La Bible, reçue et lue comme un " livre sacré ", est considérée par les croyants comme naturellement " inspirée " par Dieu.
Comment Dieu a-t-il inspiré les Ecritures ? De façon directe ? Sous le mode de la dictée ? On perçoit la difficulté à concevoir cette inspiration et son mode divin, si l'on tient compte de la variété des modes d'expressions dans l'Ancien et le Nouveau Testament et du nombre des auteurs " inspirés " qui s'échelonnent sur une dizaine de siècles.

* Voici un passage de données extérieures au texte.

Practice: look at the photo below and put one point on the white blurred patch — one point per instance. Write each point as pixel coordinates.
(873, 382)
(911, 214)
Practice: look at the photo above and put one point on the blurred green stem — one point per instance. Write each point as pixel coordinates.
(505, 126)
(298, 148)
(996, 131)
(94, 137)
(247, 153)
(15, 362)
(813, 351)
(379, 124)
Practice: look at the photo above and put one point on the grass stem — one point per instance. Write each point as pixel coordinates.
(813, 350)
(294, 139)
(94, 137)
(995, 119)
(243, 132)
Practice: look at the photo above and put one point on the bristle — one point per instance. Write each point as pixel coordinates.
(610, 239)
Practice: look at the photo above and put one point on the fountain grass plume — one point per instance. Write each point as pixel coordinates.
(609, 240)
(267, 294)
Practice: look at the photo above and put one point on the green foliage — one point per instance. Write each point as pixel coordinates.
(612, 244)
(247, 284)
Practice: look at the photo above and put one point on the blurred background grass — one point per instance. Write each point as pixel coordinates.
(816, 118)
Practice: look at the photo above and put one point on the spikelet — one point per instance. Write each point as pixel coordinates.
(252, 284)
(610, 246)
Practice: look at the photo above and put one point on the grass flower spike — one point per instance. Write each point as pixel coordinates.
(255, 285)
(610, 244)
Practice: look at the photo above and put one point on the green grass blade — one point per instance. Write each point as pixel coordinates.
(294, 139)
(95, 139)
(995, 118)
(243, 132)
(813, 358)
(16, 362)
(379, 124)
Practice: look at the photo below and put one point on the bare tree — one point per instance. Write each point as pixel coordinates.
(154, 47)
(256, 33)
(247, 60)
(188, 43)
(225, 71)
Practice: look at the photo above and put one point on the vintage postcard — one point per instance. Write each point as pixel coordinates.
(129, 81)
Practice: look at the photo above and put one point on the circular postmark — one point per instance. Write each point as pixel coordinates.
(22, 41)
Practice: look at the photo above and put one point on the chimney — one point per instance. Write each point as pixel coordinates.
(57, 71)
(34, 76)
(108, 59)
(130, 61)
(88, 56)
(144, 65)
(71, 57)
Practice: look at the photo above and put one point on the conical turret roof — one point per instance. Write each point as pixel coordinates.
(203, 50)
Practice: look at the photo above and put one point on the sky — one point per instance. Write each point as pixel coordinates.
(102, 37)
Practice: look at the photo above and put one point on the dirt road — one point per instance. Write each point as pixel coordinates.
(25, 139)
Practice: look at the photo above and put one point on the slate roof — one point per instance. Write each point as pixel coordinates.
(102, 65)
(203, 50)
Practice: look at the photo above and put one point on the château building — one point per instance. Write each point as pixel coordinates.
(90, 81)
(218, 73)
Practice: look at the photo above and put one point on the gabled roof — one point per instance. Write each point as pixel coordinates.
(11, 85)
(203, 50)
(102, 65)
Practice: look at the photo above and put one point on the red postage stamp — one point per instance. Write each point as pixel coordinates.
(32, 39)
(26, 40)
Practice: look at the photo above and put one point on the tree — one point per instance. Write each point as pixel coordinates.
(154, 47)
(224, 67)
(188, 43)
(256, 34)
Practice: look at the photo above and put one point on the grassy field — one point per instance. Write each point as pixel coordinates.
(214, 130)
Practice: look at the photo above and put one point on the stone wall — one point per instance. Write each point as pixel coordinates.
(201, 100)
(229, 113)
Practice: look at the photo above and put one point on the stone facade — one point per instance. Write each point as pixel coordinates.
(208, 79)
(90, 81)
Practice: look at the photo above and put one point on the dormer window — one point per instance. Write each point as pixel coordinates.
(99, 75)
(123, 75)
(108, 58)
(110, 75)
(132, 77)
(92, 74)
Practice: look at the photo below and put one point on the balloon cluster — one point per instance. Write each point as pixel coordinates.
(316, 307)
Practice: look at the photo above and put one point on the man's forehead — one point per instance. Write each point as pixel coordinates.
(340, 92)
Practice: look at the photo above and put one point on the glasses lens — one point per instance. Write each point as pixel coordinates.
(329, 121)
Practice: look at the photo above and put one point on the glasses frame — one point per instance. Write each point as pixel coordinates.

Traditionnellement et le plus souvent, cette notion d'inspiration est appliquée aux Ecritures ou à la Bible en tant qu'elles constituent un " canon ", un ensemble régulé et officialisé par les Eglises. Or, d'une Eglise à l'autre, de l'Orient à l'Occident, chez les orthodoxes, les catholiques et les protestants, ce canon varie. Le débat sur l'Inspiration est donc difficilement séparable du débat sur la Canonicité.
De plus, depuis cinq ou six siècles, la critique exégétique est venue mettre en question la " réception d'Ecritures inspirées ", telle qu'elle était entendue et pratiquée depuis le début de l'ère chrétienne.
Que devenait la traditionnelle inspiration des Ecritures plus ou moins évidemment acceptée ? Les mots avaient-ils toujours le même sens, selon qu'ils étaient utilisés dans la Bible elle-même, par les Pères de l'Eglise, dans le cadre de la catéchèse, voire de la théologie, et par les exégètes oe
Ces questions sont redevenues cruciales depuis un peu plus d'un siècle. Elles sont importantes, non seulement pour la lecture de la Bible et son intelligence, mais pour son statut dans le christianisme comme dans la pratique des chrétiens.